Membro das mais prestigiadas academias científicas internacionais, como a Academia Nacional de Ciências dos Estados Unidos ou a Royal Society no Reino Unido, Rita Levi-Montalcini foi a primeira mulher italiana galardoada com um Nobel científico e também a primeira a ser admitida na Academia Pontifícia de Ciências.

A investigação científica que lhe valeu o Nobel da Medicina de 1986, partilhado com o norte-americano Stanley Cohen, que com ela trabalhou na década de 1950 na Universidade Washington em St Louis (Missouri, EUA), foi a descoberta de uma proteína importante para o crescimento, manutenção e sobrevivência dos neurónios – um factor de crescimento. Na verdade, foi o primeiro de muitos outros factores de crescimento a ser descrito, e recebeu o nome de NGF (nerve growth factor).

Esta proteína evita ou pelo menos reduz a degeneração celular, e problemas na sua produção podem estar relacionados com várias doenças em que são afectadas as células nervosas, como Alzheimer, esclerose múltipla, demências e esquizofrenia. O factor de crescimento NGF pode também desempenhar papéis importantes nas doenças cardiovasculares.

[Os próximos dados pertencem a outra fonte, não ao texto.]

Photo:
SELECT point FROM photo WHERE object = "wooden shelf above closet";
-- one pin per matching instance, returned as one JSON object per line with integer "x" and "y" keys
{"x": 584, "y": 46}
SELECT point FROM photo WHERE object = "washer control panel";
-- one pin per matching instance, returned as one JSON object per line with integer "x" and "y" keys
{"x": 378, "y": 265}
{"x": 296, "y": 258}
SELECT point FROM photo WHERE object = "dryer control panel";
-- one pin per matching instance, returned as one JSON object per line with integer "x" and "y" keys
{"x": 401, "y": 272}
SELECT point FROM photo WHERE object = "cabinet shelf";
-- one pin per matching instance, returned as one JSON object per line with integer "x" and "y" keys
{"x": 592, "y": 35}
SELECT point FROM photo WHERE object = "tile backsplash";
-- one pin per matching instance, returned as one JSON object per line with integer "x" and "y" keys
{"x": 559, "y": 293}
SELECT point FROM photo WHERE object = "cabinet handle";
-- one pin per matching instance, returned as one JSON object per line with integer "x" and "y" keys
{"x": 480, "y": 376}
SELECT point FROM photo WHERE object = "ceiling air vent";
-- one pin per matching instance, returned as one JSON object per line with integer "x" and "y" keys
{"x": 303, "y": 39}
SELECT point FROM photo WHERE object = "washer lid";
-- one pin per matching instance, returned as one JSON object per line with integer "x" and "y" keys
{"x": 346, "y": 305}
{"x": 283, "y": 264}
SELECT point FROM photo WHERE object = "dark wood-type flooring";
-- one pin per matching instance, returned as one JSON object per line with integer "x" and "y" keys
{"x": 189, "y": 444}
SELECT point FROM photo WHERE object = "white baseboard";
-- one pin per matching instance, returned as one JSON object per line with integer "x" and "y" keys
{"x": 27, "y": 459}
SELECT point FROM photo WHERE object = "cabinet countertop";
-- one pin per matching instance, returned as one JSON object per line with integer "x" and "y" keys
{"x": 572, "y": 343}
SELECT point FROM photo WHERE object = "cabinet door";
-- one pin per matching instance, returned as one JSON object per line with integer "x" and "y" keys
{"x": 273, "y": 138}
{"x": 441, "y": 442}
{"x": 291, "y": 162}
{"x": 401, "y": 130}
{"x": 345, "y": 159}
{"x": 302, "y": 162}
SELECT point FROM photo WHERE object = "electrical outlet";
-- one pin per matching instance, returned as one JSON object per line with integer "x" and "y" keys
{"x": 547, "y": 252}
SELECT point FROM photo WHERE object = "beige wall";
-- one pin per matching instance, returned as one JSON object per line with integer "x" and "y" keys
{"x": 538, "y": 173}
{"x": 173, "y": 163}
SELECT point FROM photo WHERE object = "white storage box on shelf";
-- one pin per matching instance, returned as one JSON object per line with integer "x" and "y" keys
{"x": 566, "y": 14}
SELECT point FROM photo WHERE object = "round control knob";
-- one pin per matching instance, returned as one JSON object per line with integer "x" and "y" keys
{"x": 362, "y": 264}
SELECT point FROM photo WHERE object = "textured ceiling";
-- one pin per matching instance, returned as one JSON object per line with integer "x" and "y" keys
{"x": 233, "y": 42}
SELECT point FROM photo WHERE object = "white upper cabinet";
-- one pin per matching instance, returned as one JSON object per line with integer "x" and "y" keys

“A minha inteligência? Um pouco acima de medíocre. Os meus únicos méritos foram empenho e optimismo”, disse Rita Levi-Montalcini, cujo leve sorriso era uma imagem registada. Foi a galardoada com o Nobel que mais tempo viveu, até agora.

Rita Levi-Montalcini, no entanto, teve de enfrentar a vontade do pai para se tornar cientista: não era uma coisa comum uma rapariga inscrever-se em Medicina na Universidade de Turim. Mas ela conseguiu e saiu de lá com o curso feito em 1936.

Pouco tempo depois, no entanto, teve de deixar Itália, por causa das leis raciais do ditador Mussolini, porque a sua família era judia. Foi para a Bélgica, e ainda voltou para Itália, mas não tinha condições para trabalhar, e arriscava a deportação para os campos da morte. Após a guerra, recebeu um convite para trabalhar nos EUA – onde fez a sua carreira científica. Só voltou a viver em Itália em 1977, depois de se reformar.

Esteve na origem da criação, em 2002, do Instituto Europeu de Investigação sobre o Cérebro (EBRI, na sigla em inglês), com sede em Roma; presidia a uma fundação com o seu nome, criada em 1992 e que tinha por objectivo financiar os estudos de mulheres africanas, na Etiópia, no Congo e na Somália.

No regresso a Itália e ao continente europeu, foi coberta de elogios, que ontem se repetiram em Roma. Muitos políticos recordam-na com palavras bonitas. Mario Monti, o primeiro-ministro cessante, fala de uma mulher carismática e tenaz, que lutou toda a vida para defender os valores em que acreditava. “Representou a consciência civil, a cultura e o espírito de investigação do nosso tempo. Soube juntar o rigor científico com o nível máximo de humanidade”, disse Gianni Alemanno, presidente da Câmara de Roma.